Disclaimer: the content of this lecture will be constantly updated. I also learn and find new effective ways to deliver responses. I wrote “19.2” in front of the video title; it means term 2 in 2019. These videos will be remade every term as I continue teaching throughout high school. Please read the most recent post with this title to get the newest tips!
Today in our CCA class, I talked about effective responses. In debate, points unresponded until the end of the debate are, by most judges, considered to firmly stand. In many beginner-level debates, some points remain unrefuted, and thus responses become pivotal to win a debate. More often, many responses just end as negations, thus resulting in deadlocks.
In intermediate level debates, the opposite happens; there is a sea of responses and points that it is almost impossible to refute all of them.
While I am also practicing strategies when there the intermediate debate scenario, I can talk about effective engagement in beginner level debates. Thus, today I talked about negations, even if cases, and comparisons.
What I recommended doing was breaking down an argument into the “statement” and “impact.” A statement would be a characterization of the policy, and impact would be the possible outcomes that stem from that characterization.
Then, a negation—one of the ways to respond to an argument—would primarily find a faulty link between the statement and the impact. Then, an even if case would be that even if the statement and impact were closely linked together, why the argument doesn’t matter or bad because of any other reason. Finally, a comparison would put the argument in different contexts, especially a context that is the easiest for your opponents to fight in, and say why your side still wins the debate even in that context.
One thing that beginners misunderstand about comparisons is that you don’t necessarily have to be the “good guys” and opposition be the “bad guys.” Rather, it is only sufficient to prove that you are better than opposition! That is, you can concede that your side isn’t the ideal situation, but your opponents even worsen the situation.
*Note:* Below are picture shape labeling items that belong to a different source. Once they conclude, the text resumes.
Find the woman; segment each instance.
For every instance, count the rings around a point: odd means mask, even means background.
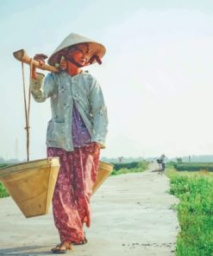
[[[107,109],[97,80],[81,67],[101,64],[105,48],[89,38],[70,34],[50,56],[57,74],[31,74],[30,89],[37,102],[51,100],[48,157],[59,157],[60,169],[53,197],[53,212],[60,244],[54,253],[66,253],[72,244],[87,242],[84,223],[91,225],[90,198],[97,179],[100,149],[105,147]],[[35,59],[44,63],[44,55]]]

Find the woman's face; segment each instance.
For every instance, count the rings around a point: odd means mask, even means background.
[[[68,53],[68,56],[80,65],[85,66],[90,59],[88,45],[86,43],[80,43],[72,47]]]

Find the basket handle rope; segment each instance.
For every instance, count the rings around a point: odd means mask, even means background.
[[[30,60],[30,78],[32,74],[32,66],[33,61]],[[23,82],[23,99],[24,99],[24,112],[25,112],[25,127],[27,132],[27,159],[28,162],[29,161],[29,110],[30,110],[30,86],[28,87],[28,97],[26,92],[26,86],[25,86],[25,77],[24,77],[24,67],[23,62],[22,62],[22,82]],[[29,78],[29,80],[30,80]]]

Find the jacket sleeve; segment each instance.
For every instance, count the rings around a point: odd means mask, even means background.
[[[93,135],[91,142],[100,144],[105,148],[105,139],[108,131],[108,114],[103,92],[99,83],[93,79],[90,93],[91,116],[93,120]]]
[[[44,74],[36,73],[36,79],[30,80],[30,91],[37,102],[44,102],[46,99],[53,95],[54,89],[54,80],[52,74],[48,74],[43,84]],[[43,86],[42,86],[43,84]]]

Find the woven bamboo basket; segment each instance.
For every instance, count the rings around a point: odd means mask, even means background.
[[[60,170],[59,157],[30,161],[0,170],[0,181],[26,218],[48,213]]]
[[[0,170],[0,181],[26,218],[48,214],[60,170],[59,157],[30,161]],[[94,194],[113,165],[100,161]]]

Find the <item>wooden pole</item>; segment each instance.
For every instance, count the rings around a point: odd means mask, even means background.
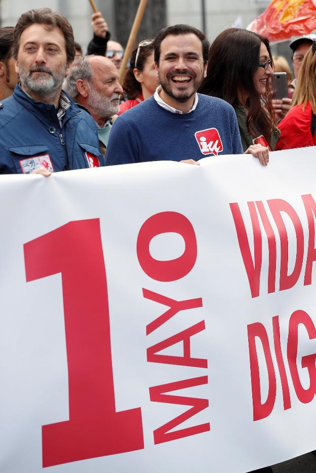
[[[93,0],[90,0],[90,2],[91,1],[93,1]],[[136,39],[136,36],[137,36],[137,33],[138,33],[138,31],[139,30],[139,27],[140,26],[141,21],[143,19],[144,13],[145,13],[147,2],[147,0],[140,0],[139,2],[139,5],[138,6],[137,12],[135,17],[134,23],[133,23],[133,26],[132,27],[132,29],[131,30],[131,32],[130,33],[130,37],[128,39],[128,41],[127,42],[126,48],[125,48],[125,51],[124,52],[123,59],[122,59],[121,67],[120,68],[120,76],[118,78],[118,81],[120,84],[122,83],[123,77],[125,73],[125,70],[126,69],[127,61],[129,60],[132,51],[133,51],[135,40]]]
[[[90,5],[91,6],[92,8],[92,10],[93,10],[93,13],[97,13],[98,10],[97,7],[96,7],[96,4],[95,4],[94,2],[93,1],[93,0],[89,0],[89,2],[90,2]]]

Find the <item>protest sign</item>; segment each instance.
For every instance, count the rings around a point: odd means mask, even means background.
[[[0,471],[316,448],[313,148],[0,181]]]

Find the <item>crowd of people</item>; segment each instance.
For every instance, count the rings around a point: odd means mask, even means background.
[[[269,151],[316,144],[312,35],[291,44],[294,80],[275,59],[290,92],[275,99],[269,42],[255,33],[229,28],[210,46],[192,26],[163,28],[135,48],[121,85],[123,47],[100,13],[92,24],[86,56],[48,8],[0,28],[1,174],[242,153],[266,166]]]
[[[92,25],[86,56],[66,18],[48,8],[0,28],[0,173],[243,152],[266,166],[269,151],[316,142],[312,35],[290,45],[293,80],[259,34],[228,28],[210,46],[176,25],[139,43],[121,85],[124,48],[101,13]],[[287,74],[282,99],[273,98],[274,67]]]

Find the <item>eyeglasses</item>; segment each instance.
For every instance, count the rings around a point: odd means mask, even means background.
[[[268,59],[267,61],[266,61],[265,62],[259,62],[259,67],[263,67],[263,69],[267,69],[269,66],[271,65],[271,63],[272,59],[271,58],[269,58],[269,59]]]
[[[140,51],[140,48],[142,46],[149,46],[149,45],[151,45],[152,43],[153,42],[153,40],[143,40],[142,41],[141,41],[139,44],[138,45],[138,47],[137,48],[137,52],[136,52],[136,57],[135,58],[135,67],[136,67],[136,64],[137,64],[137,59],[138,59],[138,56],[139,56],[139,52]]]
[[[300,64],[304,59],[304,56],[301,54],[298,54],[297,56],[292,56],[292,62],[293,64]]]
[[[115,51],[115,49],[109,49],[109,50],[105,53],[105,56],[109,59],[111,59],[112,58],[114,57],[115,54],[117,54],[120,59],[122,59],[124,54],[124,51],[122,51],[122,50]]]

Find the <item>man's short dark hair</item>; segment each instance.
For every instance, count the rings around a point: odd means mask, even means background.
[[[207,62],[210,49],[210,43],[205,35],[194,26],[190,26],[189,25],[174,25],[173,26],[168,26],[167,28],[161,29],[155,37],[154,43],[154,58],[158,65],[159,65],[160,58],[160,45],[166,36],[169,34],[190,34],[191,33],[197,36],[202,44],[203,62],[205,65]]]
[[[14,26],[3,26],[0,28],[0,61],[6,64],[12,56],[14,41]]]
[[[59,28],[65,38],[67,62],[73,60],[75,55],[74,40],[72,28],[67,18],[60,13],[52,11],[50,8],[37,8],[30,10],[21,15],[14,30],[13,56],[18,58],[20,38],[24,29],[30,25],[44,25],[49,31]]]

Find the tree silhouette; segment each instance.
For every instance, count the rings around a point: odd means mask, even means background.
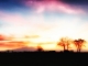
[[[68,37],[62,37],[57,43],[58,46],[62,46],[65,50],[69,50],[70,40]]]
[[[3,40],[6,40],[6,37],[0,34],[0,41],[3,41]]]
[[[74,44],[77,47],[77,52],[81,51],[81,47],[85,46],[85,40],[78,38],[78,40],[74,40]]]
[[[41,44],[37,44],[37,51],[38,51],[38,52],[42,52],[42,51],[43,51]]]

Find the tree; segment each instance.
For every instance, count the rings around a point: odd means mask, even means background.
[[[81,47],[85,46],[85,40],[78,38],[78,40],[74,40],[74,45],[77,47],[77,52],[81,51]]]
[[[42,51],[43,51],[41,44],[37,44],[37,51],[38,51],[38,52],[42,52]]]
[[[6,37],[0,34],[0,41],[4,41],[4,40],[6,40]]]
[[[70,38],[68,37],[62,37],[59,40],[59,42],[57,43],[58,46],[62,46],[65,50],[69,50],[69,45],[70,45]]]

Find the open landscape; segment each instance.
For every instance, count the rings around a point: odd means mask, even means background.
[[[0,0],[1,62],[72,66],[87,54],[87,0]]]

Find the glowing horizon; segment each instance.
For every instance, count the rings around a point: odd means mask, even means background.
[[[12,7],[8,6],[13,2]],[[63,0],[13,2],[4,2],[8,9],[4,6],[0,8],[0,34],[7,38],[13,35],[13,41],[29,41],[26,46],[44,43],[42,46],[47,50],[59,50],[56,43],[63,36],[88,41],[88,12],[87,8],[82,8],[84,4],[75,6]]]

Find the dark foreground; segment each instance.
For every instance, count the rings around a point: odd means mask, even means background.
[[[87,66],[88,53],[74,52],[0,52],[0,66]]]

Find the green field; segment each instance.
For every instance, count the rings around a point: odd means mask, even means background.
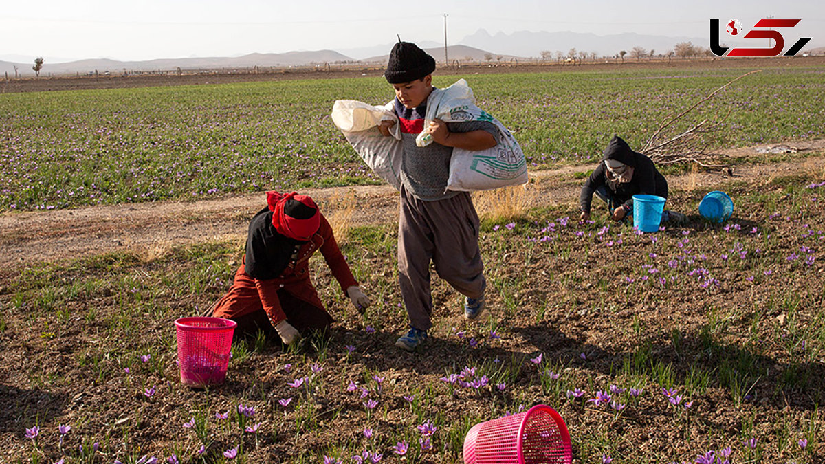
[[[667,116],[748,70],[463,77],[531,168],[544,168],[598,159],[614,134],[639,147]],[[336,99],[391,97],[380,78],[2,95],[0,211],[375,182],[328,115]],[[825,70],[766,69],[691,121],[728,109],[710,147],[822,137]]]

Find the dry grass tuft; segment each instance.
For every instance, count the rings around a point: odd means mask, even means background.
[[[346,243],[352,227],[352,216],[358,206],[355,191],[350,190],[346,195],[336,193],[320,203],[318,206],[332,228],[335,240],[339,244]]]
[[[524,185],[506,187],[473,194],[478,215],[493,220],[524,218],[535,199],[535,180]]]

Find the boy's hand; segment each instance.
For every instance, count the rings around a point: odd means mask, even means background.
[[[450,136],[450,130],[447,129],[447,123],[436,118],[430,121],[430,127],[427,128],[427,131],[432,135],[432,141],[442,145],[447,144],[447,137]]]
[[[389,137],[391,135],[389,133],[389,128],[395,125],[395,121],[391,120],[382,121],[378,124],[378,131],[381,133],[384,137]]]
[[[352,301],[352,305],[358,310],[360,314],[364,314],[364,312],[366,311],[367,306],[370,305],[370,297],[361,291],[361,287],[352,286],[347,288],[346,296],[350,297],[350,301]]]

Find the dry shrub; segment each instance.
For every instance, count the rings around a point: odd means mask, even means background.
[[[346,194],[335,193],[320,203],[321,211],[332,228],[335,240],[338,244],[346,243],[350,228],[352,227],[352,216],[358,206],[355,191],[350,190]]]
[[[473,194],[478,215],[494,221],[524,218],[535,197],[535,185],[526,183]]]

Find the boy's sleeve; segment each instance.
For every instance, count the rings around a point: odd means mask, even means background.
[[[593,192],[605,183],[605,163],[599,163],[599,165],[593,169],[587,180],[582,186],[582,192],[578,195],[578,207],[582,211],[589,213],[591,203],[593,201]]]
[[[447,129],[450,132],[472,132],[474,130],[486,130],[496,139],[496,144],[501,143],[498,128],[488,121],[468,121],[465,122],[448,122]]]

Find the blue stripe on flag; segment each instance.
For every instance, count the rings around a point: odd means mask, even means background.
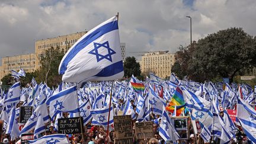
[[[63,90],[63,91],[60,91],[60,92],[57,93],[57,94],[50,97],[49,98],[49,99],[48,99],[46,101],[46,104],[47,104],[47,105],[49,105],[50,104],[50,101],[53,101],[54,100],[56,100],[59,97],[63,97],[63,96],[65,96],[65,95],[66,95],[69,93],[71,93],[75,91],[76,91],[76,87],[72,87],[69,89],[66,89]]]
[[[68,53],[65,59],[61,63],[62,65],[59,71],[60,74],[63,74],[65,73],[68,64],[82,49],[100,37],[108,32],[117,30],[118,28],[117,21],[111,21],[98,28],[97,30],[94,30],[91,34],[84,38],[84,39],[77,43]]]
[[[103,69],[95,76],[110,76],[123,71],[123,61],[120,60]]]

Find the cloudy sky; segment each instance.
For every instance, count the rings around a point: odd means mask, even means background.
[[[120,14],[126,54],[169,50],[231,27],[256,36],[255,0],[1,0],[0,58],[34,52],[37,40],[89,30]]]

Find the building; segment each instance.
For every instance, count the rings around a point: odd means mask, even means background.
[[[44,40],[37,40],[35,43],[36,69],[40,67],[39,57],[43,55],[46,50],[52,47],[59,46],[61,49],[68,49],[75,44],[87,31],[82,31],[74,34],[69,34],[65,36],[58,36],[53,38],[47,38]]]
[[[124,61],[125,58],[126,57],[126,43],[120,43],[120,47],[121,50],[121,55],[123,58],[123,61]]]
[[[18,71],[23,69],[25,72],[32,72],[36,70],[36,55],[30,53],[20,56],[7,56],[2,59],[0,68],[1,79],[11,73],[11,70]]]
[[[174,54],[169,53],[168,51],[159,51],[144,54],[140,64],[142,73],[152,72],[161,78],[166,78],[170,76],[174,62]]]
[[[0,80],[6,75],[11,73],[11,70],[18,71],[23,68],[26,72],[32,72],[40,68],[39,57],[45,50],[53,47],[59,46],[60,49],[68,49],[87,31],[69,34],[53,38],[47,38],[37,40],[35,43],[35,53],[24,55],[8,56],[2,58],[2,66],[0,66]],[[123,60],[126,55],[126,43],[120,43]]]

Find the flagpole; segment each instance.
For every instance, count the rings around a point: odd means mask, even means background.
[[[118,15],[118,13],[117,13],[117,15]],[[117,17],[118,18],[118,17]],[[111,91],[110,91],[110,103],[109,103],[109,108],[108,108],[108,125],[107,125],[107,137],[108,137],[108,128],[109,128],[109,119],[110,119],[110,108],[111,108],[111,98],[112,98],[112,89],[113,89],[113,81],[112,81],[111,82]],[[107,139],[107,140],[105,142],[105,144],[107,143],[107,141],[108,140],[108,139]]]
[[[76,87],[77,87],[77,84],[76,84]],[[79,118],[80,118],[80,125],[81,125],[81,134],[82,134],[82,140],[82,140],[82,141],[84,141],[84,142],[82,143],[85,143],[85,139],[84,138],[84,132],[83,132],[84,123],[82,123],[82,117],[81,117],[81,114],[80,114],[80,106],[79,105],[78,97],[78,94],[78,94],[78,91],[77,91],[77,87],[76,87],[76,97],[77,97],[76,101],[78,101],[78,104],[79,115]]]

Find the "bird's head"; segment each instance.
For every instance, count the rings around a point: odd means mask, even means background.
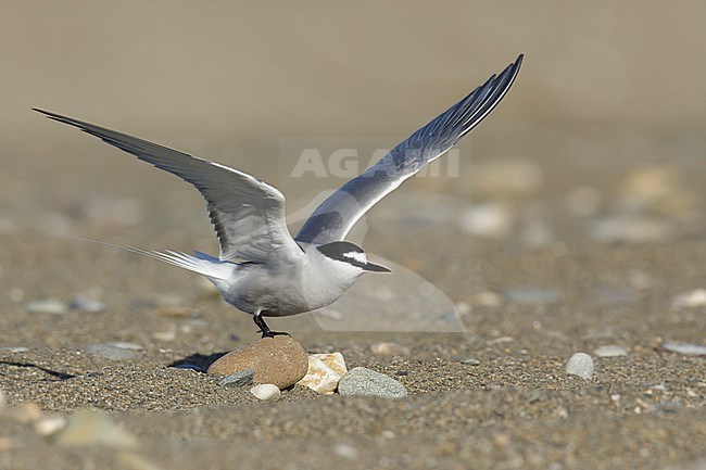
[[[336,241],[316,246],[316,250],[326,258],[335,262],[342,263],[340,266],[350,266],[357,269],[363,274],[364,271],[370,272],[390,272],[391,270],[384,266],[376,265],[368,262],[367,256],[362,247],[355,243],[346,241]]]

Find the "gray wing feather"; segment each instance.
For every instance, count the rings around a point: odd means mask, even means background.
[[[521,63],[522,55],[499,77],[490,77],[361,176],[343,185],[314,211],[294,239],[311,243],[343,240],[373,205],[443,155],[480,123],[507,93]]]
[[[193,185],[206,200],[222,261],[263,263],[301,253],[287,229],[285,196],[277,188],[237,169],[147,140],[48,111],[35,111],[77,127]]]

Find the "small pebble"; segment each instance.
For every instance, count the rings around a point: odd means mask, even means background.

An classic debate where this strategy is used is the motion THW abolish the P5 in UNSC. Debates like this, where there is a key tradeoff, it isn’t strategic to prove why your side is “good,” because it puts additional burden on your side.
After explaining these concepts, I delivered a 5 minute PM speech on the motion THW have debate education instead of math classes in school, and made everyone deliver their rebuttals to my speech.